AKP-MHP bloğunun yasalaştırdığı infaz paketiyle, kadınlara yönelik saldırıların önü açılmış oldu. Salgın dönemi boyunca yüzlerce kadın katledildi, artık göstermelik de olsa işlemeyen devletin yargı sistemi katilleri koruyup aklamaktan, serbest bırakmaktan geri durmadı.
Devlet dolaylı da olsa gerçekleştirdiği bu saldırılar ile sadece şiddeti, tacizi, tecavüzü ve cinayetlerin önünü açmakla sınırlı kalmıyor, katilleri, failleri cezasızlık zırhıyla donatarak tekrardan sokaklara salıyor.
Daha fazla kâr ve daha fazla sömürü için yaşanılan haksız-emperyalist savaşlarda bu saldırıları daha net bir şekilde görüyoruz. Bu haksız savaşlarda kadınlara karşı cinsel saldırılar tarih boyunca süregelen bir şiddet türü olarak ortaya çıkmıştır. Kadının egemenler nezdindeki ikincil pozisyonu bu haksız savaşlarda da kadınlara özel saldırıları beraberinde getirmiş, kadınlara bir “ganimet” misyonu biçilerek saldırılar devreye sokulmuştur.

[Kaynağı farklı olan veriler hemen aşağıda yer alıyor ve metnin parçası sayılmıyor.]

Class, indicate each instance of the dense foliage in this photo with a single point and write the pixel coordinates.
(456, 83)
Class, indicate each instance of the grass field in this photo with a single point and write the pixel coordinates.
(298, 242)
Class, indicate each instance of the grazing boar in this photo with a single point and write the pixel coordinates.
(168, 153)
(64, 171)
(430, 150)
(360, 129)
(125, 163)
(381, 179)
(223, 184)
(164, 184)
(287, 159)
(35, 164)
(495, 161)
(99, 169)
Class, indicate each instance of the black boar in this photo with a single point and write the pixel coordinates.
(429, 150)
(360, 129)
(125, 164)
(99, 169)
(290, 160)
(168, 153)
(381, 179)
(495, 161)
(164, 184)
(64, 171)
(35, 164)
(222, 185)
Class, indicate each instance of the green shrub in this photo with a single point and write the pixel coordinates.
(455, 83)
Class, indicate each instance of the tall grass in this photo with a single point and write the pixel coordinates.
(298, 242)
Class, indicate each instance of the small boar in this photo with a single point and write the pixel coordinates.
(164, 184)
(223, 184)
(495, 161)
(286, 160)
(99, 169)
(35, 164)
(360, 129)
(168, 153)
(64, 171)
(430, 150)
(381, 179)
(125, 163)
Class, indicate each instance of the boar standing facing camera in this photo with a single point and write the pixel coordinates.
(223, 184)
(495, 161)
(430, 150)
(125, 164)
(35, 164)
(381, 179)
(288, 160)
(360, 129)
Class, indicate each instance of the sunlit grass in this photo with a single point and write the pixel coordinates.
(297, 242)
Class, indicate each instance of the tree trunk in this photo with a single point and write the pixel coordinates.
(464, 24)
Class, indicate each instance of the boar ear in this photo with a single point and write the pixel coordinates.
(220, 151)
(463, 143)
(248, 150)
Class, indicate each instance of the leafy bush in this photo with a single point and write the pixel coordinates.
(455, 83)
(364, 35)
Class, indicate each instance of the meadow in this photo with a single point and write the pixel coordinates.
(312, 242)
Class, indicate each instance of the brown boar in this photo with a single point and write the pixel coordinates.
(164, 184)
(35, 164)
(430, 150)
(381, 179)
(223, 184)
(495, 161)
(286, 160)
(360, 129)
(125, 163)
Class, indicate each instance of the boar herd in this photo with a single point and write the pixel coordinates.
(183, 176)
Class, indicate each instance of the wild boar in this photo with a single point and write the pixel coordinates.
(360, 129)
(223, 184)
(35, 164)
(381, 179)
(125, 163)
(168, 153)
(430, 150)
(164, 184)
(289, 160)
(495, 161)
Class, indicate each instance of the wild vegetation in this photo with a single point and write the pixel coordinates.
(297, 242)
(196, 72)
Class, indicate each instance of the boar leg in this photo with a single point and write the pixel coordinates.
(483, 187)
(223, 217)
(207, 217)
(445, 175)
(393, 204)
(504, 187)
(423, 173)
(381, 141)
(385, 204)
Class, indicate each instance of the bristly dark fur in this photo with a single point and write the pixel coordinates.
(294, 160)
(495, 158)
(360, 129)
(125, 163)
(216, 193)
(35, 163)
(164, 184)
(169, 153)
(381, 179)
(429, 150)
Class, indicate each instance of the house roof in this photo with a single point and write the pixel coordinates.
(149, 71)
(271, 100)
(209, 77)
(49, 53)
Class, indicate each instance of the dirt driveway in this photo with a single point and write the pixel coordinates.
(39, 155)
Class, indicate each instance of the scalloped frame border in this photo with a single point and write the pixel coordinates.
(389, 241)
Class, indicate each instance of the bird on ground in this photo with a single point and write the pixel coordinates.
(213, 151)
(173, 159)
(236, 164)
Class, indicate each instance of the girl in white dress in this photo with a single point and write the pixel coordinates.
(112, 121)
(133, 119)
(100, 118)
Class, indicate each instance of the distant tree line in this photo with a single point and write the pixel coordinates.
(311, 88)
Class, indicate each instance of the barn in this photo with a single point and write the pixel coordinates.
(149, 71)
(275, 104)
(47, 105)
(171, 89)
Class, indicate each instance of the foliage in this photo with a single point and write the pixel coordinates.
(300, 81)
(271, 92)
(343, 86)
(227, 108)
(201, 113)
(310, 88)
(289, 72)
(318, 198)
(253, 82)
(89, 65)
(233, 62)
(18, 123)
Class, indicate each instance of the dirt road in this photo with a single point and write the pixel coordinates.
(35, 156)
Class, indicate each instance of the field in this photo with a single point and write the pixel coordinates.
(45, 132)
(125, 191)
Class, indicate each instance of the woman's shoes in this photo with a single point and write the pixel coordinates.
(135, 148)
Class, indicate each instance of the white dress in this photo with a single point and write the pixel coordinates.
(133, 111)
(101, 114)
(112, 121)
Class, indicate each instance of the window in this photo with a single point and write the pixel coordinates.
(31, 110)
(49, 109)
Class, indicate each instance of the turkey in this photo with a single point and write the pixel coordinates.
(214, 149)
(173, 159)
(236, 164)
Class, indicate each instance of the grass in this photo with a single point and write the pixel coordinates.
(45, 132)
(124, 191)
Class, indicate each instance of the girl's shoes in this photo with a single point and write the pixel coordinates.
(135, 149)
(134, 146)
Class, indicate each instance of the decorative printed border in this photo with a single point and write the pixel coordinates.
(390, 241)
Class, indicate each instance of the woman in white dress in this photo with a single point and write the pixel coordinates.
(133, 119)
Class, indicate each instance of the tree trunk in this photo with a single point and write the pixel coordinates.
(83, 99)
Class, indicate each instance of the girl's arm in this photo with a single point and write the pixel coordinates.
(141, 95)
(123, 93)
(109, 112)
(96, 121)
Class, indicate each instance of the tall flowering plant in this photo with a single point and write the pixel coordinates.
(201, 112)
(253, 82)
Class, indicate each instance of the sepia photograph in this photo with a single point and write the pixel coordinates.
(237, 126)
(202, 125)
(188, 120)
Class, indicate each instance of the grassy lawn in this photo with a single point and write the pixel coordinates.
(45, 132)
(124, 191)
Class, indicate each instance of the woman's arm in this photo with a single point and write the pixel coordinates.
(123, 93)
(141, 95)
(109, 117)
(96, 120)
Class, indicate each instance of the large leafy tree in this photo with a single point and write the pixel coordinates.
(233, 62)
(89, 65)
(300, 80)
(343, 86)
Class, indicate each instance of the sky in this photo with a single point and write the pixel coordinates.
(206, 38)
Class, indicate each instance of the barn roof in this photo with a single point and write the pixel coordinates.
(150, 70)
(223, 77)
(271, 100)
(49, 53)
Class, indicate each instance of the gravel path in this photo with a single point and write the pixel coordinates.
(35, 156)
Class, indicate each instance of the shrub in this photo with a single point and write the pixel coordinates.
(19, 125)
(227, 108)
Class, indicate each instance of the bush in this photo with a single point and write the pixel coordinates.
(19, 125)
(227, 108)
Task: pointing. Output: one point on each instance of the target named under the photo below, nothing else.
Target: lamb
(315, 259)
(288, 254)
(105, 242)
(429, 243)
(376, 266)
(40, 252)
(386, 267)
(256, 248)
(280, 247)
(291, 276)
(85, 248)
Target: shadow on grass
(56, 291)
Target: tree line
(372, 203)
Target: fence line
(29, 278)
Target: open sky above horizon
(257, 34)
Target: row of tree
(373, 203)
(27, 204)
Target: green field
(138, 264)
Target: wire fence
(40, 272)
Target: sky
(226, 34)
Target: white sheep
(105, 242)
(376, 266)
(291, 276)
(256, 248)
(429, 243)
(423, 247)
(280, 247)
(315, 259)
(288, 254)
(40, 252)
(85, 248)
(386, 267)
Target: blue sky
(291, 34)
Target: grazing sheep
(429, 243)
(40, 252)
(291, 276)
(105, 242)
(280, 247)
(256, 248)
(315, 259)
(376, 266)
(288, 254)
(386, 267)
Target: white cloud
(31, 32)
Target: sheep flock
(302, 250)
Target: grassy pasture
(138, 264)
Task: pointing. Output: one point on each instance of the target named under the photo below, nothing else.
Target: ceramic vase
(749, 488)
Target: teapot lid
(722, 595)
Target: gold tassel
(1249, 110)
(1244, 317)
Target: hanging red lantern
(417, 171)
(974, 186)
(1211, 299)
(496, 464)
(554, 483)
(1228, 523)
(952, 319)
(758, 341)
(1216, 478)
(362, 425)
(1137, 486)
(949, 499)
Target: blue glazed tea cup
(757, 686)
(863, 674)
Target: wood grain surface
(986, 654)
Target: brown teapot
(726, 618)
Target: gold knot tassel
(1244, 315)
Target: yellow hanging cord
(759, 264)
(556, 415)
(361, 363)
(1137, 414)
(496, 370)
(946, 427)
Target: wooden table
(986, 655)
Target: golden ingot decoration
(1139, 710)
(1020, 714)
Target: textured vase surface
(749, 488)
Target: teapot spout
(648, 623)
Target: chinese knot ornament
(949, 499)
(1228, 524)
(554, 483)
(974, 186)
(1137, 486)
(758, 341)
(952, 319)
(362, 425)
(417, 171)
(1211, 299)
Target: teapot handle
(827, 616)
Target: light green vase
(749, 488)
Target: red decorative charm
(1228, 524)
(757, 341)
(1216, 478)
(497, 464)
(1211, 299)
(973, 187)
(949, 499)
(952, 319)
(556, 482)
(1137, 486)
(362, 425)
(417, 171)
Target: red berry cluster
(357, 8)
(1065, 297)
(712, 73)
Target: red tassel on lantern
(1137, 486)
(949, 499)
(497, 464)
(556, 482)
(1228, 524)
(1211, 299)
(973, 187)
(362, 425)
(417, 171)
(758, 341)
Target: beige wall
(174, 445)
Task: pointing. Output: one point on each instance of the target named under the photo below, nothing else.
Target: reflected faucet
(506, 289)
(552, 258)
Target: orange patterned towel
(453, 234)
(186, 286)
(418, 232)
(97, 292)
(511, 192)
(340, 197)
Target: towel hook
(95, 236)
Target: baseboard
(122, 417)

Haksız savaşlarda, emperyalistler ya da uşaklarının saldırılarında kadının bedenine sahip olmak, karşı ülkenin toprağına ya da etnik kimliğine sahip olmakla eş değer görülmektedir. Haksız savaşlarda kadının “soyu sürdürme”deki rolü ele alınarak ele geçirilen kadınlara askerler tarafından tecavüz saldırısıyla kendi soyunun baskın kılınması ve o toplumun geleceğine hakim olunması hedeflenir. Kadınlar toplu tecavüzlere maruz kalarak hamile kalınması üzerinden çocuk doğurmaya zorlanır. Tarihteki haksız savaşlarda kadına biçilen misyon ve uygulamalar bu minvalde ele alınmıştır. Emperyalistlerin ezilen halklara karşı kendisini “kurtarıcı” olarak gösterdiği iki yüzlü politikalarının sonucu Bosna Hersek’te 17 bin çocuk katledilmiş yaşanan “iç savaşta” 20 ila 50 bin kadının cinsel şiddete maruz kalmıştır. Yine yakın bir tarihte IŞID’in Şengal’e saldırması sonucu binlerce Ezidi esir düşmemek için intihar etmiş, binlerce kadın ve çocuk, cihatçı çeteler tarafından kaçırılarak tecavüze maruz bırakılıp köle pazarlarında satılmıştır.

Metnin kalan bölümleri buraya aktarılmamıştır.